Doing Deals With Mates

Bernard Hickey writes about how the government has a tendency to do deals with its mates in the Herald today. The tone of the piece surprises me for a guy who is an experienced journalist. Of course the government will do deals with its mates while ignoring the plight of people in special interest groups with the ability to lobby!

Yesterday I wrote about why farmers don’t deserve a bailout. The truth is that no one deserves a bailout – Warner Brothers, farmers suffering from drought, manufacturers who can’t produce high value, high margin products and couples who can’t afford to buy in Herne Bay when neither of them produce enough value in the economy to be able to service a mortgage on a house there.

I think that Bernard Hickey doesn’t quite grasp how power is distributed in New Zealand. He completely under-estimates how a National government has no “laissez faire” backbone, but a track record of corporate socialism and “deals for the boys”. The farming special interests – represented by Federated Farmers – are the most privileged special interest group in the country. They are very much primary beneficiaries of “laissez faire that suits National’s mates”.

They don’t really care about the exchange rate to the extent that our inept, baby boomer led manufacturing sector does because their business is not about export revenue or productivity. It’s about farming for capital gains and providing minimal cashflow to service the mortgages on landbacks around South Auckland and the Waikato, for example. Farming stopped being farming a long time ago.

I’d disagree with his comment that “there are more votes in cheap petrol and TVs” because he is implying that the median voter actually thinks about things like this when they visit the polling booth. The reality is whatever handout is more attractive will win on the day, helped by the attractiveness of the political candidate and whatever “feels right” for a sizeable chunk of the voting public.
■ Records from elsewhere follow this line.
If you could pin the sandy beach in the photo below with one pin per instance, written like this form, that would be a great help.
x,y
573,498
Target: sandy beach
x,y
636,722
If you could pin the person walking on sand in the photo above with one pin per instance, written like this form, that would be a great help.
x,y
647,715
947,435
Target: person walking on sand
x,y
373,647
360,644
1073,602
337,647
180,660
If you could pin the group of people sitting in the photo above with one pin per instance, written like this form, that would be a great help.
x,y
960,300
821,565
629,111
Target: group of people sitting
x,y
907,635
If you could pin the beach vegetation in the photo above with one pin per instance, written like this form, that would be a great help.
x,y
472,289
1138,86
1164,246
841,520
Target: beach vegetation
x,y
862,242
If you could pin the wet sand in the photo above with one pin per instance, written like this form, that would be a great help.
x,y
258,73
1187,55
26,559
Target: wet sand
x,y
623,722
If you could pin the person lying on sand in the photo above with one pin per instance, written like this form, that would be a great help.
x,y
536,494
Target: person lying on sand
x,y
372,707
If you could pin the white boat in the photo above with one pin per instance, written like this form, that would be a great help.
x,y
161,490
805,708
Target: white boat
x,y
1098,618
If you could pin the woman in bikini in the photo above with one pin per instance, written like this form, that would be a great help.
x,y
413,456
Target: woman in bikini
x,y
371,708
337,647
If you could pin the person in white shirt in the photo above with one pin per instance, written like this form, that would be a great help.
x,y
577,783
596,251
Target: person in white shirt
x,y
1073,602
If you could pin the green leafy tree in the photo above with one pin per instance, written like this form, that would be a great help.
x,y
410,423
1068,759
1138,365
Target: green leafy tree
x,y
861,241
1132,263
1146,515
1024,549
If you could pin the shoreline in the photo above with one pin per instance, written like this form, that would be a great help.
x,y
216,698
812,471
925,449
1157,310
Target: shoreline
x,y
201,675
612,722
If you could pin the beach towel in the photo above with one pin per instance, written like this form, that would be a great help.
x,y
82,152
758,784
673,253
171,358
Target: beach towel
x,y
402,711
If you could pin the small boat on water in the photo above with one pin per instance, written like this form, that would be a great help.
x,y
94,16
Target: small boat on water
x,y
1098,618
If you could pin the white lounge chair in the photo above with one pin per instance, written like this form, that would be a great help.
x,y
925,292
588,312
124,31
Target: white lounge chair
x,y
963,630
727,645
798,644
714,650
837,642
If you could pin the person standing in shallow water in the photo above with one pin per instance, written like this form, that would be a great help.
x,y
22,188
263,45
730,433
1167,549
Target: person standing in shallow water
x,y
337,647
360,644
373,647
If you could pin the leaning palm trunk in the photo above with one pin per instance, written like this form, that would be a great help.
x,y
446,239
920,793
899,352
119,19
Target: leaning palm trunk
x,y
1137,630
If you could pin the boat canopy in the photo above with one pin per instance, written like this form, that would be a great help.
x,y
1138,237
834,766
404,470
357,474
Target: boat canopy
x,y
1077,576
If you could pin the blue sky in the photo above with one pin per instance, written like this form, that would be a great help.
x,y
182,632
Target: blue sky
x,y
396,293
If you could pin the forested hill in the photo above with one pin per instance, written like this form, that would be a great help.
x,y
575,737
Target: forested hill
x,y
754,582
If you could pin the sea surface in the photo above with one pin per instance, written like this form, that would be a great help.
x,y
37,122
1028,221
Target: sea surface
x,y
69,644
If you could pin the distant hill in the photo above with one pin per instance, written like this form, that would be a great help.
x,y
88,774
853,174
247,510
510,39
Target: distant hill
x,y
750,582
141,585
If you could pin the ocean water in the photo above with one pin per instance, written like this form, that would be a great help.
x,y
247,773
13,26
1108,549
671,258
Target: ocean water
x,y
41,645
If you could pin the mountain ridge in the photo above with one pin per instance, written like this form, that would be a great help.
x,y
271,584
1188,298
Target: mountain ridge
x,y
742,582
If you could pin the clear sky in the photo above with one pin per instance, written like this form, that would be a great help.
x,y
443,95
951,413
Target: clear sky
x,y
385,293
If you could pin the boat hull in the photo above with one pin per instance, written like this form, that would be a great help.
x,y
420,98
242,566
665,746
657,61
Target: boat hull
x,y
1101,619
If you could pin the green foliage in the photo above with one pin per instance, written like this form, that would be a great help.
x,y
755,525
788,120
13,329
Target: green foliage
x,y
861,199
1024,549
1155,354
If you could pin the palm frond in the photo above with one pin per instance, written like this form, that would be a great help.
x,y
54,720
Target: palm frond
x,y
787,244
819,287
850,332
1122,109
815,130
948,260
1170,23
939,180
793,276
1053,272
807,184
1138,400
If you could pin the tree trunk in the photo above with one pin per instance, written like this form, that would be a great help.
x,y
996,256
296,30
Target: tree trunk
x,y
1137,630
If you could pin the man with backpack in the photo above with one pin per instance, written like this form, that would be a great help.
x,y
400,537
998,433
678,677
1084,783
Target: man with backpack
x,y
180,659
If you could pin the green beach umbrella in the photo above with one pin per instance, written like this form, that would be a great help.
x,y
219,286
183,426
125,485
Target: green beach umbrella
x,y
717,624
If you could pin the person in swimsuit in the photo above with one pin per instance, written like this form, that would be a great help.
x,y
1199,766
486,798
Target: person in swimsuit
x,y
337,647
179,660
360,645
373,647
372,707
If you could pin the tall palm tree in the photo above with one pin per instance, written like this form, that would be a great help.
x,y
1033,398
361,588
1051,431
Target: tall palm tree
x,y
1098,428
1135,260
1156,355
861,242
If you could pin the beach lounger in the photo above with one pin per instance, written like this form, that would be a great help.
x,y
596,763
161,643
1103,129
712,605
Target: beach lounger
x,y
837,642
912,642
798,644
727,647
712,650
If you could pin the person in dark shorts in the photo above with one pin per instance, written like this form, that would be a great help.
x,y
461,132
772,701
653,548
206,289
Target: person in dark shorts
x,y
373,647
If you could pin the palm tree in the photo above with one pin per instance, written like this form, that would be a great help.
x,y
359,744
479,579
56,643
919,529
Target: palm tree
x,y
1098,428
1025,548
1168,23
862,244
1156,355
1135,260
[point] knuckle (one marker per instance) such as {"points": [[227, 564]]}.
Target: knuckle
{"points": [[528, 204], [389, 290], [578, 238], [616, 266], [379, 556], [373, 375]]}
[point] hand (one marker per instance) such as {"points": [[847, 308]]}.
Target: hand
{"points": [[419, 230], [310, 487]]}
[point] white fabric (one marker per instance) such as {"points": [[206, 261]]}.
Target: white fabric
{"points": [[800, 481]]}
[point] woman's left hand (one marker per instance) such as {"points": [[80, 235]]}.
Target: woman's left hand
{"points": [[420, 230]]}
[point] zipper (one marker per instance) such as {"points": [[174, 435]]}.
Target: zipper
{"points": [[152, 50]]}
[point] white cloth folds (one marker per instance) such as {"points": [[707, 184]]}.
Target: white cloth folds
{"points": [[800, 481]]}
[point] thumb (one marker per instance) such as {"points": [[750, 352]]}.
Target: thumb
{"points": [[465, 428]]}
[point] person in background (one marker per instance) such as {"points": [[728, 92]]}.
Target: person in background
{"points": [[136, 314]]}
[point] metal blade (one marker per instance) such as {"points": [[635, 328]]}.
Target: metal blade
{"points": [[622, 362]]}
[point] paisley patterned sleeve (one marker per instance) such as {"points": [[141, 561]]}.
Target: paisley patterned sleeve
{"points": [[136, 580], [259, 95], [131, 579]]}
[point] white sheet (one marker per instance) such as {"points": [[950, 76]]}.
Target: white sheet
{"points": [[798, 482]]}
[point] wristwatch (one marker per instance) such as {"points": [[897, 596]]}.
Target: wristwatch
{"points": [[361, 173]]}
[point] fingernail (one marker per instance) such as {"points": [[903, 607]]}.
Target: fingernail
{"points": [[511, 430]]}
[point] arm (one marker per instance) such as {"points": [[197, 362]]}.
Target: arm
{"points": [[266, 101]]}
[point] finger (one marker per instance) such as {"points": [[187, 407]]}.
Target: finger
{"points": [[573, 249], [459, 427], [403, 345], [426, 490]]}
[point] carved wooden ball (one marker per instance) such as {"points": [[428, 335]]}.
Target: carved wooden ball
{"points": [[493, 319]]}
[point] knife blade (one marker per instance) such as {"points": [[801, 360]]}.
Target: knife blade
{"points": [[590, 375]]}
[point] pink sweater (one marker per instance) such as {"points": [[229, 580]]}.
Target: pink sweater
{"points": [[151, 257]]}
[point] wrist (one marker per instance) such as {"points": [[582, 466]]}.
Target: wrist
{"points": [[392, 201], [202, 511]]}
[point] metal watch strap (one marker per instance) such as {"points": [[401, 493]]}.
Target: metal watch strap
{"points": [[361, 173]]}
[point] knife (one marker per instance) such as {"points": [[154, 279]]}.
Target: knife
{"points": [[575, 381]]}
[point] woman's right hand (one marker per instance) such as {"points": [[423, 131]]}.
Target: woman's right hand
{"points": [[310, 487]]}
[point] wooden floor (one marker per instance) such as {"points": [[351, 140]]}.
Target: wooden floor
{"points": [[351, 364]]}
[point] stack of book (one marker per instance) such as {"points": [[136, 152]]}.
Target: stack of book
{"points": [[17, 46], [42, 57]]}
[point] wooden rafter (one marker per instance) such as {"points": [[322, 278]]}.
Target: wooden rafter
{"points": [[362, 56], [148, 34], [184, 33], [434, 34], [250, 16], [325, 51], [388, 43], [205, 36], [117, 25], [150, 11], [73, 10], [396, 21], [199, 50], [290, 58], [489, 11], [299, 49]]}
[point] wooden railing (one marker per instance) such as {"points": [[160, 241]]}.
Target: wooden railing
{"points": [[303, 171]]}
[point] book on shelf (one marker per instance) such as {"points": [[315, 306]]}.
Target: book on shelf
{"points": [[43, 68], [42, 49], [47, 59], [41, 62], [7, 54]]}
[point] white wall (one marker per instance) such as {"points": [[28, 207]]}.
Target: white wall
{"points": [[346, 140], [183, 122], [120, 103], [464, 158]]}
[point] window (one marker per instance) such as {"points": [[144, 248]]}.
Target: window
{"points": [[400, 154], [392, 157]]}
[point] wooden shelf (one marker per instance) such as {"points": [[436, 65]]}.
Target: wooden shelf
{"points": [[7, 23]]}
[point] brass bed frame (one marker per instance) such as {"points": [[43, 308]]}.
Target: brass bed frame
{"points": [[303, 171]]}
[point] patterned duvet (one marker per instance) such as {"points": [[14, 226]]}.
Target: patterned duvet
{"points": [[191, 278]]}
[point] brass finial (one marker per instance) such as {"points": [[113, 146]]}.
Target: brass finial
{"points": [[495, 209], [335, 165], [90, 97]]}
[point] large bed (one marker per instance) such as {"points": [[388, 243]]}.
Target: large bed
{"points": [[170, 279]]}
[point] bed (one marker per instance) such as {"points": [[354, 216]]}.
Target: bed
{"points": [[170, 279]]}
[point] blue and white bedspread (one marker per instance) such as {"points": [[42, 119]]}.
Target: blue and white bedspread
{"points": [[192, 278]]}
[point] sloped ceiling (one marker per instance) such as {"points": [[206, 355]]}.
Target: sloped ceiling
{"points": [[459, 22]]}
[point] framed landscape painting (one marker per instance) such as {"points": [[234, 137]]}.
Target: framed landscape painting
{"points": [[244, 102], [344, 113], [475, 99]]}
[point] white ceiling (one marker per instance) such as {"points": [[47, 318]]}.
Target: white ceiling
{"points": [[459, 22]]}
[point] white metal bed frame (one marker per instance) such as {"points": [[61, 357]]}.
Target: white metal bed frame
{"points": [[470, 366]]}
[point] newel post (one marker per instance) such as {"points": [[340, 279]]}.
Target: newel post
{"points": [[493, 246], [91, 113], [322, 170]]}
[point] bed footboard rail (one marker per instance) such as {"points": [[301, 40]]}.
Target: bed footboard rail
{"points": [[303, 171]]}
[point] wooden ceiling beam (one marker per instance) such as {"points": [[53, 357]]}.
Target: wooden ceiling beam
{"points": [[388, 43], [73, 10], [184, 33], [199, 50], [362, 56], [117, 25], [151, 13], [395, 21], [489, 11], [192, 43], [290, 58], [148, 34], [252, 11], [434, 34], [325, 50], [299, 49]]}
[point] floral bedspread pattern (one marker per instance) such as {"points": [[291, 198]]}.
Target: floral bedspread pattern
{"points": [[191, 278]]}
There are few rational, informed voters. But that’s the price of living in a democracy – we get to be ruled by the opinion of the least common denominator who watches “Agent Anna” or “Seven Sharp” or even “The Rugby Channel”. The smart play is to forget about the voting public and look at what officials can do. They’re the other axis of power in New Zealand, and the question has to be asked – why have the farmers been cut so much slack, unless they were a powerful interest group?